Still, Obama's offer to lower greenhouse gas emissions by 17 percent relative to 2005 levels -- far lower than the Europeans had been hoping for -- suggests that the US will not be moved to make greater pledges. But the president knows that US support for climate measures in the US has fallen, especially as unemployment rates have risen to near 10 percent.
Nevertheless, the fact that Obama is now personally engaging in the climate talks could be an indication that he is now willing to fight for measures to combat climate change. For the first time, he's sending the signal that he's "ready to roll up his sleeves to make a climate change deal happen," Raymond Offenheiser, president of Oxfam America, an international development group, told the Washington Post.
It could, however, be merely a tactical gesture in order to prove his good will. Obama will only be in Copenhagen at the beginning of the talks, not at the end of the 12-day conference when most other heads of state and government will arrive to hammer out a deal. Furthermore, European Commission President Jose Manuel Barroso was reserved in welcoming the White House announcement. "I have made clear that we need as many world leaders as possible," he said.
Prominent climate activists don't want to overestimate Obama's gesture. "This is not a reversal," Peter Goldmark from the New York-based Environmental Defense Fund told SPIEGEL ONLINE. "Without the US's own legislation, it's difficult to see what Obama can contribute other than moral support."
How other countries will react remains to be seen. The Americans have always said that other countries need to make contributions as well, particularly China and India. "They have to accept binding provisions," former Vice-President Al Gore said in his SPIEGEL interview. "Many developing nations are still thinking that the wealthier countries will make binding obligations, and the developing countries will have non-binding provisions. That is not a formula for success." Carol Browner, Obama's energy and environment czar, said "We hope other major economies will put forth ambitious action plans of their own."

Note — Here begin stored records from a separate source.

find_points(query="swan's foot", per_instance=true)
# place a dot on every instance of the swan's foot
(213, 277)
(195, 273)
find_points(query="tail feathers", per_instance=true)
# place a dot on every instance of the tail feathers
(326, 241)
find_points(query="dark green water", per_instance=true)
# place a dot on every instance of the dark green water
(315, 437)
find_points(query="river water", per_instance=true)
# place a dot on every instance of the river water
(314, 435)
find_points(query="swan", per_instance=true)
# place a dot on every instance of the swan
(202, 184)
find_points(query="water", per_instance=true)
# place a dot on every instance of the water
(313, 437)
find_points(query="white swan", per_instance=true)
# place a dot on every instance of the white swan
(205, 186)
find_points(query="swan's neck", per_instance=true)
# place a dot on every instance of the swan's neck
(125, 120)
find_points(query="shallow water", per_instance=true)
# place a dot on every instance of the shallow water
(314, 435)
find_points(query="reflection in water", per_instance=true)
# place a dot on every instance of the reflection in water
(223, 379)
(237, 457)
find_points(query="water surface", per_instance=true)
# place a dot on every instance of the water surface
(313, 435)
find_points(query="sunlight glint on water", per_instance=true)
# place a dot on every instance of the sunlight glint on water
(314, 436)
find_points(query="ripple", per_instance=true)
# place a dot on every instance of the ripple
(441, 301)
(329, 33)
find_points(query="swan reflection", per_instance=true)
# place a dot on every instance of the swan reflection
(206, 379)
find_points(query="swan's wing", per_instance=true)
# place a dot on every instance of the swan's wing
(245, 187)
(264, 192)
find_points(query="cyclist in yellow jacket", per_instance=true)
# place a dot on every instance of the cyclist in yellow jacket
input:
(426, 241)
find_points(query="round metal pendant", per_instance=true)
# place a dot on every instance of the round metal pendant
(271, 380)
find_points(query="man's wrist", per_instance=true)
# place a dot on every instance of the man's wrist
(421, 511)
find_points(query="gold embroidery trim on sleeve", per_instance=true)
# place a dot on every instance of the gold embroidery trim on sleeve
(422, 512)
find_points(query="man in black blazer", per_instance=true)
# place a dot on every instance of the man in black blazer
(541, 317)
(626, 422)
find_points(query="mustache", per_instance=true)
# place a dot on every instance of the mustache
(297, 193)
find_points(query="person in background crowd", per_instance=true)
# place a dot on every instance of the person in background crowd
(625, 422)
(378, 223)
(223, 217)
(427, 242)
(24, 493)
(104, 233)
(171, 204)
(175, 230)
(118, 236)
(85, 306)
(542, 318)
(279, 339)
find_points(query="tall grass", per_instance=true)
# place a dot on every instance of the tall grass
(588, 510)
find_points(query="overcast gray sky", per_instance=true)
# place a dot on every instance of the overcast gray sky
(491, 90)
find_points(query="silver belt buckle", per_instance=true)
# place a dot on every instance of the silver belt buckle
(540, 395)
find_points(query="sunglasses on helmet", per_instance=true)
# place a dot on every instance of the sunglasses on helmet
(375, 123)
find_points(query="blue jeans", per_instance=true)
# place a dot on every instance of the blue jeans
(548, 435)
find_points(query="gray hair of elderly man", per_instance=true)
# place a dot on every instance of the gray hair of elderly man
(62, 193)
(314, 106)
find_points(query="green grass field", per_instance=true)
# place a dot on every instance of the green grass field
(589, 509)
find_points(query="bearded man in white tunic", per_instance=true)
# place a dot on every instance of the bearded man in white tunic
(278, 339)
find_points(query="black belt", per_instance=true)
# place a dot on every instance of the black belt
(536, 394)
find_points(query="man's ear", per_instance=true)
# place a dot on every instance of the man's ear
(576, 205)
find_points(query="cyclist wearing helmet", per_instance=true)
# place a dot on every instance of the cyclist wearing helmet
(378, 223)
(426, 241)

But Goldmark says that, to his knowledge, there is no concrete agreement with China regarding binding emissions reduction pledges. In other words, it appears that Copenhagen -- despite Obama's attendance -- will still be seen as a step in a longer process rather than an endpoint. A similar chord was struck by the US president and Asian leaders during the Asia-Pacific Economic Cooperation (APEC) talks two weeks ago.
'An Abysmal Failure'
No matter what happens, the Americans must first pass legislation at home. "Unfortunately, the path to a global agreement goes through the US Senate," said Goldmark. "America's Congress has to act first before other countries will follow."
The Republicans seem to be far from signing on. "The fact remains that international UN climate treaties would severely undermine our economy, ship jobs overseas and raise energy prices," said Senator James Inhofe, the senior Republican on the Senate Environment Committee in reaction to Obama's plans to go to Copenhagen.
Conservative radio talkmaster Rush Limbaugh couldn't help but remind his listeners of Obama's last trip to the Danish capital in an effort to campaign for Chicago's failed Olympic bid. "Wherever he goes, he is an abysmal failure," Limbaugh said.